Eu tenho sobrevoado a Amazônia e recentemente constatei que é muito evidente que estão avançando sobre as florestas. O que ocorre atualmente na Amazônia, ocorreu em Mato Grosso do Sul na década de 60. Quando cheguei ao Estado, cheguei em Nova Andradina e na época havia florestas na região. Os fazendeiros retiravam madeiras como peroba e as mais nobres, o resto era derrubado e queimado e aí vinha o gado. Então toda aquela região do Estado, primeiro foi queimada para entrar o gado. A Amazônia está repetindo este modelo e com o agravante de que agora há o suporte da soja.
Só que em Mato Grosso do Sul, naquela época não tinha o suporte da soja, que veio bem depois já na região de São Gabriel do Oeste, inicialmente.
É verdade. Aqui no Estado a soja veio numa outra situação bem mais avançada. Aqui, os primeiros capitalistas pegavam a madeira para fazer capital para adquirir o gado até chegar a esta economia nossa de milhões de cabeças de gado, mesclando com a produção de grãos num outro estágio.
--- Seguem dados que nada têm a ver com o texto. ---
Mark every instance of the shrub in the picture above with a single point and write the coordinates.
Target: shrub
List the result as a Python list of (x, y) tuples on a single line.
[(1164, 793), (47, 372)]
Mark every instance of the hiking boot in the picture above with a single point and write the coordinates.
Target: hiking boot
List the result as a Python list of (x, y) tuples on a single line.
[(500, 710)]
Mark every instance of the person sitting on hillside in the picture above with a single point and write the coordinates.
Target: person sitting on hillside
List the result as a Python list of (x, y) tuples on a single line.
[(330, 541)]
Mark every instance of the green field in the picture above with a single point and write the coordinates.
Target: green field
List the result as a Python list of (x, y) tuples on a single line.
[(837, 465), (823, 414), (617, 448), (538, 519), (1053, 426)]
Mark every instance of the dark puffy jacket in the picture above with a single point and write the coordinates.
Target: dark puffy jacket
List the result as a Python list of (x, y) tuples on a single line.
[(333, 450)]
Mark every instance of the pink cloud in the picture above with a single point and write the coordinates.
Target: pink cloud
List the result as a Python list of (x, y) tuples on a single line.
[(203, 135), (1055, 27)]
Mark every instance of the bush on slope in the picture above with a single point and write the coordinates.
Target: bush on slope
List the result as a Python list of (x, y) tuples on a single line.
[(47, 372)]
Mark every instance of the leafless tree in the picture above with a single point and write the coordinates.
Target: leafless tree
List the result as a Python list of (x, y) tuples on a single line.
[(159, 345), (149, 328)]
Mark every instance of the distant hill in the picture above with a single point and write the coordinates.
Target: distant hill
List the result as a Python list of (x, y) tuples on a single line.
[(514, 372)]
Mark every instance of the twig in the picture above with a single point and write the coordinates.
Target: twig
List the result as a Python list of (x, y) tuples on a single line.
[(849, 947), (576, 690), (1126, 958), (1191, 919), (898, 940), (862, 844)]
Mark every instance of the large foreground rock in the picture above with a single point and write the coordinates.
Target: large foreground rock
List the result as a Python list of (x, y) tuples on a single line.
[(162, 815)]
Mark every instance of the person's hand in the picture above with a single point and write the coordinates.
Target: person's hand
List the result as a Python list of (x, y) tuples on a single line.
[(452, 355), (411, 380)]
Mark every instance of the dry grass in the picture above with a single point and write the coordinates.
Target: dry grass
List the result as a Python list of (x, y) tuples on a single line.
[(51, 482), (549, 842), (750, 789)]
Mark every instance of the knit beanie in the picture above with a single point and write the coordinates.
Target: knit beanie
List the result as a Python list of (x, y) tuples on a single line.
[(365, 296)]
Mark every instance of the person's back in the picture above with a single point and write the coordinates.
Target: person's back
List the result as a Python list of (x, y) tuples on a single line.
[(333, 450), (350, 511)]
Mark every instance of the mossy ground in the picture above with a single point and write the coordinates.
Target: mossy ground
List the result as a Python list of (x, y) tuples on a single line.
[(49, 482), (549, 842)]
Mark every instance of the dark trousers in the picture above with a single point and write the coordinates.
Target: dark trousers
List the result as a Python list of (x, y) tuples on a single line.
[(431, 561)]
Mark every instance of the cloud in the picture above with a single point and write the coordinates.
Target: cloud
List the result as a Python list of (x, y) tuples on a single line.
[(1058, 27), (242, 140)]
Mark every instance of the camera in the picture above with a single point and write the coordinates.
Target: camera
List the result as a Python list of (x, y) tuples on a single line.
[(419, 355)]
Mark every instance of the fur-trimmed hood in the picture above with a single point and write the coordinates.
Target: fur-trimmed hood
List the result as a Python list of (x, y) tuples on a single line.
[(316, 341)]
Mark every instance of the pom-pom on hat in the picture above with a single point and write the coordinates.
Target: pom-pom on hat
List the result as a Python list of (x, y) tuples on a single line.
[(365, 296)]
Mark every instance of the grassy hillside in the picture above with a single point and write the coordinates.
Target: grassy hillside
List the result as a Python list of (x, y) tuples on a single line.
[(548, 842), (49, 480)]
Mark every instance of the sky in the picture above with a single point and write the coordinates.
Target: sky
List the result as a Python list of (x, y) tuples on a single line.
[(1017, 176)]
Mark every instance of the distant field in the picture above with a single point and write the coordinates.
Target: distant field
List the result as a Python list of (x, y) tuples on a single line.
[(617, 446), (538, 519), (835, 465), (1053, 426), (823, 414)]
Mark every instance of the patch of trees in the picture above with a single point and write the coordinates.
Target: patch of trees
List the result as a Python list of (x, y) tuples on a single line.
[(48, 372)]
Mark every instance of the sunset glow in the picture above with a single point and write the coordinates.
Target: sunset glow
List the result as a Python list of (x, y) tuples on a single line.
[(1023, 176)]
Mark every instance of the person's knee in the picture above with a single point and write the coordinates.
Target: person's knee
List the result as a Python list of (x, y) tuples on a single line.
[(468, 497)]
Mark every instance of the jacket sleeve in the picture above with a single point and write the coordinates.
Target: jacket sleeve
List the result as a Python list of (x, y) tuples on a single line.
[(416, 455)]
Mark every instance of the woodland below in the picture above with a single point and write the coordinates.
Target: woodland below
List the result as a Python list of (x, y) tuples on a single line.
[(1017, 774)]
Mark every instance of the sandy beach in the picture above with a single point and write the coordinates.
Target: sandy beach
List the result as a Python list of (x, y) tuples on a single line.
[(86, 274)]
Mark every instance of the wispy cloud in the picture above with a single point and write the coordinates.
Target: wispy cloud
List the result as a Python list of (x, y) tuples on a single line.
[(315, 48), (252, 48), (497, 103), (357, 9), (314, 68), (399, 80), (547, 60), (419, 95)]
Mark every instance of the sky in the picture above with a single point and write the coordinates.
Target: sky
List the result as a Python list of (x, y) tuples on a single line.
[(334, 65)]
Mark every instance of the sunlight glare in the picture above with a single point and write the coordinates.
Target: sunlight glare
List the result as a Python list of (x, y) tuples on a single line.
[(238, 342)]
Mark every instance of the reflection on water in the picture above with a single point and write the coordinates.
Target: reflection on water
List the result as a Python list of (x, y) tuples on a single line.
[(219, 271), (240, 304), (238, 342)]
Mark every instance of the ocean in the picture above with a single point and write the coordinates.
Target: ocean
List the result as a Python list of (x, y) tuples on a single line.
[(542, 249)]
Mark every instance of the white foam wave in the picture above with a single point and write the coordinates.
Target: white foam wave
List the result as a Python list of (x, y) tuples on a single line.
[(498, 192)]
Na Amazônia, a soja pode até não avançar sobre a floresta neste momento, mas o gado avança e ela chega depois.
Que fator determina esse crescimento do desmatamento da Amazônia?
A cotação dos produtos agrícolas no mercado internacional. Subiu o milho, subiu a soja, então se aumenta o desmatamento para o plantio e com o gado indo junto. Tanto assim que o número de cabeças de gado na Amazônia está crescendo de maneira significativa e impressionante. Isso porque a soja, por exemplo, está sendo utilizada para valorizar a área. Assim, o fazendeiro desmata, valoriza a área, comercializa e adquire outra área maior lá frente e coloca gado.
A sociedade hoje fala mais em preservação ambiental. Há uma conscientização maior sobre o assunto?
Nós estamos passando por um momento de transformação. O mundo começa a despertar para o fato de que a economia só vai funcionar se os equilíbrios ambientais forem respeitados e não só pelas condições climáticas globais, mas sobretudo pelas condições climáticas locais. Em Belo Horizonte, por exemplo, a temporada de chuvas só chegou no início da última semana. Isso é um exemplo de mudanças mais locais e que interfere diretamente na economia. Esse é o grande passo que está sendo dado, a conscientização de que a economia não funciona sem os cuidados ambientais, até porque precisamos de água em quantidade e qualidade.